Getting Embiid to agree to the extension early is important for a lot of obvious reasons, mostly that he is committed to the franchise and wants to win with the team who drafted him, something he has said on the record many times but ultimately has to be signaled via contract in today's NBA. And if the signal it sends to the Philadelphia brain trust is important, it is perhaps even more critical for what it says to other players around the league.
As the Sixers continue to bide their time in the hope of luring Damian Lillard (or another big star) to Philadelphia, Embiid's commitment gives them a critical piece of the sales pitch to any wantaway star. Any guy forcing his way out of a bad situation around the league can look at the Sixers and know Embiid will be there with them to compete years into the future. While the Sixers are not currently in a position to go out and recruit big free agents with Simmons and Harris on the books, that can change quickly if the Sixers are motivated enough to make a summertime splash. Embiid can go to another star with a simple message — I'm here for the long haul, so come and help me win.
That does put some pressure on Embiid to be a bit more of a salesman, provided he believes the help he needs is external. Whether because he truly believes he can win with the guys he has or out of a calculation that he doesn't want to be viewed as a guy asking for help, Embiid has often remained in the background as Philadelphia tries to bring in new additions. That has changed some over the last year or so, with Embiid making his voice heard when Philadelphia was restructuring their front office and coaching staff last summer, and as the owner of this new supermax deal, Embiid now has a responsibility to treat this as his franchise, on and off of the floor.

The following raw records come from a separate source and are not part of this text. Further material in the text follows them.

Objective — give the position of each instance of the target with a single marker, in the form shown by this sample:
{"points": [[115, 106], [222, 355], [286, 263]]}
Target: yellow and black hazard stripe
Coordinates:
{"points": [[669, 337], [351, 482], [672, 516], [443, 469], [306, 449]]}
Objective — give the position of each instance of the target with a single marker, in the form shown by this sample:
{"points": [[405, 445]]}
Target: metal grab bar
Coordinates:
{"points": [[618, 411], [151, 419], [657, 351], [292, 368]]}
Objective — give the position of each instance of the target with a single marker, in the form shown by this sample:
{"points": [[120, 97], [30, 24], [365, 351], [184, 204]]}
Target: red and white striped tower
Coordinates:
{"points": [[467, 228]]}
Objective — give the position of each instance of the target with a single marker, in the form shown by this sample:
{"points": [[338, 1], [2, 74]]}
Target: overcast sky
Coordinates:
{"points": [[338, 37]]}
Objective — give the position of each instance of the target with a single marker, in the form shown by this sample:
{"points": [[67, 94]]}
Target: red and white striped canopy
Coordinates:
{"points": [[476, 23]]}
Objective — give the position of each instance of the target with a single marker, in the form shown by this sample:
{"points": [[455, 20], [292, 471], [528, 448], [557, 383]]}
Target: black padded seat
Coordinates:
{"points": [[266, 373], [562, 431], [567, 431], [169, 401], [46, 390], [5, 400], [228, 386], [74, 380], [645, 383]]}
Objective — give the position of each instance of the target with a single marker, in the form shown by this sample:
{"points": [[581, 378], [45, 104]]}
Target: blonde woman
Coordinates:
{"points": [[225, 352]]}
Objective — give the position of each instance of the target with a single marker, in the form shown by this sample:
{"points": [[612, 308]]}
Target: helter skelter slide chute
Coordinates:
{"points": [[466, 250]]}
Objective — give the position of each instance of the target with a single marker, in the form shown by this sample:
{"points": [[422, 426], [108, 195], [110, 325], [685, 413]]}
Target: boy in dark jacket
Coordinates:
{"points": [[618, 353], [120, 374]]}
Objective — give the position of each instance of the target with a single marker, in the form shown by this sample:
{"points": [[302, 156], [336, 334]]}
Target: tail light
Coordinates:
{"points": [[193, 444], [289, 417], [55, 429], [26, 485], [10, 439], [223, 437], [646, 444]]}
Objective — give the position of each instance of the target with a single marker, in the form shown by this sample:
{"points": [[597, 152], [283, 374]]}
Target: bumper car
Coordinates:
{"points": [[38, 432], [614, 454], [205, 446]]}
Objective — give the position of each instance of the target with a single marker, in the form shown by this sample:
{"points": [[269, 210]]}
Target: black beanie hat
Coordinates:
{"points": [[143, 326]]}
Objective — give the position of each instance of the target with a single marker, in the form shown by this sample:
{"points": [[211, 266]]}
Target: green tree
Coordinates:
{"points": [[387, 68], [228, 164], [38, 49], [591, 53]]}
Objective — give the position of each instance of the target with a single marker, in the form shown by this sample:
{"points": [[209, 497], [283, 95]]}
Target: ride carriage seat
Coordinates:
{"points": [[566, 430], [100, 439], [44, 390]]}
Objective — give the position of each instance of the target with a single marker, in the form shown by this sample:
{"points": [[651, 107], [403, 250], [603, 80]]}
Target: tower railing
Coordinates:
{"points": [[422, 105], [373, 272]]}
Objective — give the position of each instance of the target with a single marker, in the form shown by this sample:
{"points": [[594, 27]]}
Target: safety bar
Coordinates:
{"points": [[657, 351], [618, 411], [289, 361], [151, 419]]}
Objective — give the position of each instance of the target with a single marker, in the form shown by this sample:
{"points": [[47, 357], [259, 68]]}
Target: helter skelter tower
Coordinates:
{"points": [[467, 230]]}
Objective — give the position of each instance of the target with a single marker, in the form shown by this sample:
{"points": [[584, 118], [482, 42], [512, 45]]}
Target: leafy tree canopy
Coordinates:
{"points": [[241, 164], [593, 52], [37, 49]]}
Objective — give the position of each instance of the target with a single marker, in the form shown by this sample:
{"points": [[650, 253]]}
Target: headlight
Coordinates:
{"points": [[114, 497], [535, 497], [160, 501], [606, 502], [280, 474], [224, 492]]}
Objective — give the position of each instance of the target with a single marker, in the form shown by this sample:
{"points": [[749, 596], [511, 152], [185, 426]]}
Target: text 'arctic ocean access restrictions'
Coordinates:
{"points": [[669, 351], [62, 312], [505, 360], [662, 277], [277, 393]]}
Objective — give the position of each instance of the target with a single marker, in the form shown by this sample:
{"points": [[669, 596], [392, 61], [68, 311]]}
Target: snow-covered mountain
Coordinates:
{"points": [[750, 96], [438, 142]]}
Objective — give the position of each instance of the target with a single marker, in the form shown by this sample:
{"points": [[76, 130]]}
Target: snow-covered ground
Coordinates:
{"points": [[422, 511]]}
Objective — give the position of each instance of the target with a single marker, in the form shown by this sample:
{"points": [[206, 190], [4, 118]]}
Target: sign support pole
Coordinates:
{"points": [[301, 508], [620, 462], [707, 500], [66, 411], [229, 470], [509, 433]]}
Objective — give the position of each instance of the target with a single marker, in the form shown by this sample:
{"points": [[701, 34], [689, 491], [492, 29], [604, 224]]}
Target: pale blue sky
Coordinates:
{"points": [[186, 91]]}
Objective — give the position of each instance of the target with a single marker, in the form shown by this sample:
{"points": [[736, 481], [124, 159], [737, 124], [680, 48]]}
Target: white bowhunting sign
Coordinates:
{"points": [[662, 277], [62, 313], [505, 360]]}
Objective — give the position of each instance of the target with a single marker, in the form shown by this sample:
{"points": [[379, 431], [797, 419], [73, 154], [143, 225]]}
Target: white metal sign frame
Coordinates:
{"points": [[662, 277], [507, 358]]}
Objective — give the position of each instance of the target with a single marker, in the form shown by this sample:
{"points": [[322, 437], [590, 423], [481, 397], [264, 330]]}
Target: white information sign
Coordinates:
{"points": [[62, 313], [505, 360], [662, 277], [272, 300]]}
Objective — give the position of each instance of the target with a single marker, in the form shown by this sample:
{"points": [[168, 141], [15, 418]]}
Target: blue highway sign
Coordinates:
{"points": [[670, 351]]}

(Circling back to Lillard for a second: there was some informed speculation from national reporters this summer suggesting the New York Knicks wanted to potentially put together an Embiid/Lillard pairing in the Big Apple around the time Embiid's contract was set to run down in 2023. With the caveat that anything can happen if stars want to force their way to a specific team/market, putting pen to paper on this deal puts an end to a lot of that chatter. If Lillard wants to team up with the big guy, it'll have to be in Philadelphia.)
The 2020-21 season was a great example of what that meant for Embiid on the floor. Embiid showed up to training camp and preseason in perhaps the best shape of his career, and played with a night-to-night intensity that had been missing at times in the past. Doc Rivers challenged him to be their two-way anchor in an even more dramatic fashion than he had been in the past, and Embiid lived up to the challenge, including as he played through pain in last year's playoffs to try to push the Sixers to a Conference Finals berth.
In this town, effort and desire are only going to take him so far, and Embiid is now tasked with pushing Philadelphia to heights they haven't reached since Allen Iverson led the Sixers on a storybook run to the 2001 NBA Finals. In the short-term, the path to getting there remains uncertain. The Eastern Conference has gotten stronger and deeper over the past couple of years, and while the Embiid/Simmons duo has proven potent in the regular season and defensively stout at almost all times, building a championship-level offense has proven to be tougher than expected, even with major changes to coaching and roster makeup around them.
Setting aside questions about his health — which is admittedly a big question mark to have to factor in — the big thing I am interested in long-term is Embiid's draw with his peers around the league. Philadelphia has historically been on the outside looking in with big-name free agents in the NBA, which is why it was significant that now Nets star James Harden signaled a desire to potentially play here when he was angling for a move last summer. Whether that's an isolated thought from a player with a deep connection to Morey or a sign of drawing power to come is hard to say yet. Playing for the Sixers, though, is a unique proposition compared to most NBA teams, a center-oriented franchise in a league that is skewing more and more toward perimeter play with each passing year.
So now it's up to Embiid to prove that's a formula that can win, a formula that can inspire talented players to come here, and a formula to build toward a Hall of Fame plaque when it's all said and done. The kid from Cameroon has embraced the opportunity to define this era of Philadelphia basketball, and even with no other major changes moving forward, it's a commitment the city should celebrate.